Тут все зашумели и заговорили в один голос о его изумительных познаниях, — все, даже простолюдинки: прачки, сводни, кухарки, торговки и прочие, и уж потом, когда ему случалось проходить по улицам, они всякий раз говорили: «Это он!» Пантагрюэлю это было приятно, так же точно, как лучшему греческому оратору Демосфену, когда одна сгорбленная старушонка, указав на него пальцем, изрекла: «Это он самый».
В ту пору, надобно вам знать, в суде шла тяжба между двумя вельможами, одного из которых, а именно истца, звали господином Лижизад, а другого, то есть ответчика, господином Пейвино, и дело это было до того темное и с юридической точки зрения трудное, что парламентский суд так же свободно в нем разбирался, как в древневерхненемецком языке. Наконец по повелению короля были созваны на совещание четыре самых ученых и самых жирных члена разных французских парламентов, созван Высший совет, а равно и все наиболее видные профессора не только французских, но и английских и итальянских университетов, как, например, Ясон, Филипп Деций, Петрус де Петронибус; и целая шатия старых раввинистов. Все это заседало сорок шесть недель, но так и не раскусило орешка и не могло подвести дело ни под какую статью, и это обстоятельство так обозлило заседавших, что они от стыда самым позорным образом обкакались.
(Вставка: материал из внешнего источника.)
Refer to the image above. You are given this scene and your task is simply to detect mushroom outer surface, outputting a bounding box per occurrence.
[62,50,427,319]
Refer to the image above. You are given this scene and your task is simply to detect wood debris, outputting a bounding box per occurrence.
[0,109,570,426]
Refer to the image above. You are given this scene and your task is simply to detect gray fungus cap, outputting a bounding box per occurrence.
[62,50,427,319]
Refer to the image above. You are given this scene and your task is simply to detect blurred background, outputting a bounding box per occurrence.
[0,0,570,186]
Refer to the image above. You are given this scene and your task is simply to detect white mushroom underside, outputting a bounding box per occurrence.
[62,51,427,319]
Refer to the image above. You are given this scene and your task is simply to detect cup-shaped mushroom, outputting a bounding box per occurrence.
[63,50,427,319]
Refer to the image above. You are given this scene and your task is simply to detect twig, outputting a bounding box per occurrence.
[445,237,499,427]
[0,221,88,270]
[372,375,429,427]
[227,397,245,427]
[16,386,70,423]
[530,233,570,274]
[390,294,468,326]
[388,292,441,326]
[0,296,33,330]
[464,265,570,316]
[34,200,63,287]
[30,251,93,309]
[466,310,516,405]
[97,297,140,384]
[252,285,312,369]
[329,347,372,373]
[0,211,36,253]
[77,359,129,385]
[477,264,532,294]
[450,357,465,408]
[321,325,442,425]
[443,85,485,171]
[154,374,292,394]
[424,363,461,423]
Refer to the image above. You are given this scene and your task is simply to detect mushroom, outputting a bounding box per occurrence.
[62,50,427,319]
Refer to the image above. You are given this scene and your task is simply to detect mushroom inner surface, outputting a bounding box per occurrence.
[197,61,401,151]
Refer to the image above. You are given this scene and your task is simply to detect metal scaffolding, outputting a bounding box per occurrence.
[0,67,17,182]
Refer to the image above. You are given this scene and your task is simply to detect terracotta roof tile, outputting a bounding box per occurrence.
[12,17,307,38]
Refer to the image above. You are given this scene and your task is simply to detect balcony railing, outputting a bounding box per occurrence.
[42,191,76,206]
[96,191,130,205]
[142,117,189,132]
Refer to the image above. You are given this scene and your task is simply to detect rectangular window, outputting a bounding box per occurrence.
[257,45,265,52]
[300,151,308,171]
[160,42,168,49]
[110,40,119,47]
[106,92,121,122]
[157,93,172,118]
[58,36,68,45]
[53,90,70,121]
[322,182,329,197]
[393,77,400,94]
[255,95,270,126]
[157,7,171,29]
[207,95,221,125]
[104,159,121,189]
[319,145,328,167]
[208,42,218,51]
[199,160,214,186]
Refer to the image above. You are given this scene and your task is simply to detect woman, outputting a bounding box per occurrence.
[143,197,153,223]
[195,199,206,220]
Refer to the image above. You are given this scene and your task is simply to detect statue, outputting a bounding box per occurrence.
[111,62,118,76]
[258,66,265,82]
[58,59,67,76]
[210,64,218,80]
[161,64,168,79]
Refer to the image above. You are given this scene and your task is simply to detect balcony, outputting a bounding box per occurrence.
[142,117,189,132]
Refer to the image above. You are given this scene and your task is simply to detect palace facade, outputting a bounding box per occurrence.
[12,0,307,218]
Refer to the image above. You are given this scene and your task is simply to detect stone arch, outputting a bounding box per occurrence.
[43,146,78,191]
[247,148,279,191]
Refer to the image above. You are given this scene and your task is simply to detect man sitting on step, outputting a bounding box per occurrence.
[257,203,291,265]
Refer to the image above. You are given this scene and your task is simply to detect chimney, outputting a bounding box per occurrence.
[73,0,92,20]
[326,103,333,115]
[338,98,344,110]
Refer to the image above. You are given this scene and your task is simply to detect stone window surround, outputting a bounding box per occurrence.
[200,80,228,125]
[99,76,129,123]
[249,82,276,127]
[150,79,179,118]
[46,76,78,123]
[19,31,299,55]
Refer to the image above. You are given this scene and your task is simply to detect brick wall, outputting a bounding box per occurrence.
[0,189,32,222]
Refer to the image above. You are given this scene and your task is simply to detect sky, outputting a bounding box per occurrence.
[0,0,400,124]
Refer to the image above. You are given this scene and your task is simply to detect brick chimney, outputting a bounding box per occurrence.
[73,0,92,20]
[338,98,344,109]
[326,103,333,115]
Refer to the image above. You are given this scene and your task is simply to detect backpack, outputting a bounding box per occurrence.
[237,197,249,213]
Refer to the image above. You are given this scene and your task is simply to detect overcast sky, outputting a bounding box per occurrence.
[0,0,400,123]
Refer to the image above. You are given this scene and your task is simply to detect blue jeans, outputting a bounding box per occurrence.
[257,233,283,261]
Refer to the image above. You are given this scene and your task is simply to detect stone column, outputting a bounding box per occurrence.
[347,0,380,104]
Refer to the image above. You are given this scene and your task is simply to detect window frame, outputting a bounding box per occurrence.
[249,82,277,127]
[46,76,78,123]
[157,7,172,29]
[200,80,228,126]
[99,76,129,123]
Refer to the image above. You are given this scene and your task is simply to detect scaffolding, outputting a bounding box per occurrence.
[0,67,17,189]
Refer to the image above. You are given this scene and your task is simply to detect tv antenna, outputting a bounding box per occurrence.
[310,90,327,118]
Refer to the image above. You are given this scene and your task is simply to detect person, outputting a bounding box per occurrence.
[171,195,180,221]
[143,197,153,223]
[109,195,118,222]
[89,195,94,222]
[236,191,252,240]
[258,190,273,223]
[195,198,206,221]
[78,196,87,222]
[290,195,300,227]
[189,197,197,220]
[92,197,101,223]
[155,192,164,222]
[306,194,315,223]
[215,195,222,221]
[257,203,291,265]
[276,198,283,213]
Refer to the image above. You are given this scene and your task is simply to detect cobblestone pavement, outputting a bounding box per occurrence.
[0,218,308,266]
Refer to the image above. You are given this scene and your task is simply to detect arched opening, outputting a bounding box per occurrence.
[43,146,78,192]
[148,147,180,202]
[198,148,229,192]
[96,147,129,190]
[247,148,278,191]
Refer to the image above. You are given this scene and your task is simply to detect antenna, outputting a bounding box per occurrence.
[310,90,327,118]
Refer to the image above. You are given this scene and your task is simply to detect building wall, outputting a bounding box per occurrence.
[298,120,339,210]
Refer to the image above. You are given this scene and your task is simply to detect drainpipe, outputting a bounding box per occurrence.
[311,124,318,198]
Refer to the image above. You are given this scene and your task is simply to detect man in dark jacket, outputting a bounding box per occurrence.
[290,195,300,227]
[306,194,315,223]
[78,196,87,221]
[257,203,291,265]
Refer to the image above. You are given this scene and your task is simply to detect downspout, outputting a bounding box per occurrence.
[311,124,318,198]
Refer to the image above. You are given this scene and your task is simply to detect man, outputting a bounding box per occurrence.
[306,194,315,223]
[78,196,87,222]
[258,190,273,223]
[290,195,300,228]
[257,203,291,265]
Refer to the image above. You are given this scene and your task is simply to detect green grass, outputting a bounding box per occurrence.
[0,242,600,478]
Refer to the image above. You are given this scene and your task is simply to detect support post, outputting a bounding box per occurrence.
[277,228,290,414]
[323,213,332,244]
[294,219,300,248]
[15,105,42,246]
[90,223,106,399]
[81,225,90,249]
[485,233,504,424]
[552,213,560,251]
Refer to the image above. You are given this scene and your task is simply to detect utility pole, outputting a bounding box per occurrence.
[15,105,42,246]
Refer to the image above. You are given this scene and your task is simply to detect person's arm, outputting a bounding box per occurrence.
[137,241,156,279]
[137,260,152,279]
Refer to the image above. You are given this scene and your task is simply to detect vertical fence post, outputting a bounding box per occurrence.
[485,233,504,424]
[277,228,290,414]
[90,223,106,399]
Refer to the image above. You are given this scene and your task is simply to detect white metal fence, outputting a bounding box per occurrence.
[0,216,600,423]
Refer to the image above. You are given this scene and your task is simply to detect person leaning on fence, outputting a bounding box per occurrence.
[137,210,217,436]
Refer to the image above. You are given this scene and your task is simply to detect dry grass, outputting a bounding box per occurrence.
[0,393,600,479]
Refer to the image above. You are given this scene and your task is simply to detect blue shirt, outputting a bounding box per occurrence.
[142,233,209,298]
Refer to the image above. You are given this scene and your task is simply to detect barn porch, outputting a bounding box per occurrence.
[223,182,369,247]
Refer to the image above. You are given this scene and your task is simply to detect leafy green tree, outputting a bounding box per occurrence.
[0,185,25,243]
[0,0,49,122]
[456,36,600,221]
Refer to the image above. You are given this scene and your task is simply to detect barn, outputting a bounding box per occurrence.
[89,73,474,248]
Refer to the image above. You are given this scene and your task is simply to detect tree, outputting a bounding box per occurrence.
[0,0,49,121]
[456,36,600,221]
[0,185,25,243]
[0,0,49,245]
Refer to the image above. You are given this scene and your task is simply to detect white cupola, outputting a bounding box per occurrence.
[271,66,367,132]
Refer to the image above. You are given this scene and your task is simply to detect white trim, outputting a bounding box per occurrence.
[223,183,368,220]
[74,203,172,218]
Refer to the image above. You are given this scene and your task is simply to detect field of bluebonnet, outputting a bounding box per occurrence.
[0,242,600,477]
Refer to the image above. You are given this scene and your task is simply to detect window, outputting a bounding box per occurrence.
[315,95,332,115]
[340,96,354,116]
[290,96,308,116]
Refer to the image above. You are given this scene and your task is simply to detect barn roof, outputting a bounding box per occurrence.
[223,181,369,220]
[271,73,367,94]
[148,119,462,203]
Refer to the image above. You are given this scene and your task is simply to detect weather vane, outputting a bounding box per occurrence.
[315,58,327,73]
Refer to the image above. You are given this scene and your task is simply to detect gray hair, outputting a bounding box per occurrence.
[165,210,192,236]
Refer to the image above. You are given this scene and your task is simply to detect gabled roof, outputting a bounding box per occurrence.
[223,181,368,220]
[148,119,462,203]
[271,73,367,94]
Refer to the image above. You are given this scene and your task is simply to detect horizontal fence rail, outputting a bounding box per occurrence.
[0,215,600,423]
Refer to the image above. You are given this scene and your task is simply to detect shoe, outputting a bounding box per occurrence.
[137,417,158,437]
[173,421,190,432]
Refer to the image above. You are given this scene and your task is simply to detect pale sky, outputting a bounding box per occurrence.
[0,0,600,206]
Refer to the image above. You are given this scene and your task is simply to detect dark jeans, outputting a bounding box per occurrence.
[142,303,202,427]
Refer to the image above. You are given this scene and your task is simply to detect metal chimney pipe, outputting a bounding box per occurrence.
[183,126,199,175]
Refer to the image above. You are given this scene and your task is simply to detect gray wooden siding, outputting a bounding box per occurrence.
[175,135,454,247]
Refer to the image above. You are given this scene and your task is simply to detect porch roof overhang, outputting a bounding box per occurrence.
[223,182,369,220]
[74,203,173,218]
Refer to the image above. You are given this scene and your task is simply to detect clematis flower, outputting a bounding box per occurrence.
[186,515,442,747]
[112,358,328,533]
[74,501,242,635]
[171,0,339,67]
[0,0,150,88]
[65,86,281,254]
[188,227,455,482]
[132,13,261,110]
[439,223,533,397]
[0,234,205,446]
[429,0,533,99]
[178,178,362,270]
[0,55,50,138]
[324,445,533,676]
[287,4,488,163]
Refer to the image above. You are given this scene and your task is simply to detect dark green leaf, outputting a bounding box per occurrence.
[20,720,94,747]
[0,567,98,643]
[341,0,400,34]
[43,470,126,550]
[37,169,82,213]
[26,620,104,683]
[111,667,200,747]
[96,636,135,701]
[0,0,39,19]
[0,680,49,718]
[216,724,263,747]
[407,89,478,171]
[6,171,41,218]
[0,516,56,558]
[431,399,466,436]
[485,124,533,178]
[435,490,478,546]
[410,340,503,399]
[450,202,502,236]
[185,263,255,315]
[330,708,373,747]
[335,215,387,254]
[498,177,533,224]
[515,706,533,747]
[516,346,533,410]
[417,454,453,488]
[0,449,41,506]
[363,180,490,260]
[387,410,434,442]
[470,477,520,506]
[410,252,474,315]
Впрочем, один из них, по имени Дю Дуэ, более образованный, искушенный и благоразумный, нежели прочие, как-то раз, когда у всех у них мозги уже набекренились, объявил:
— Господа! Мы здесь давно и только зря расходуем деньги, а в деле нашем все еще не видим ни дна, ни берега, и чем больше мы его изучаем, тем меньше понимаем, — от этого нам становится весьма стыдно и совестно, и, на мой взгляд, нам с честью из этого положения не выйти, ибо все наши речи — это несусветная дичь. Вот, однако ж, что я надумал. Вы, конечно, слышали об одном великом человеке, о магистре Пантагрюэле, которого после великих публичных диспутов, в коих он принимал участие, признали сверхученейшим человеком нашего времени? Я предлагаю пригласить его сюда и побеседовать с ним об этом деле. Если уж Пантагрюэль его не решит, значит, его решить нельзя.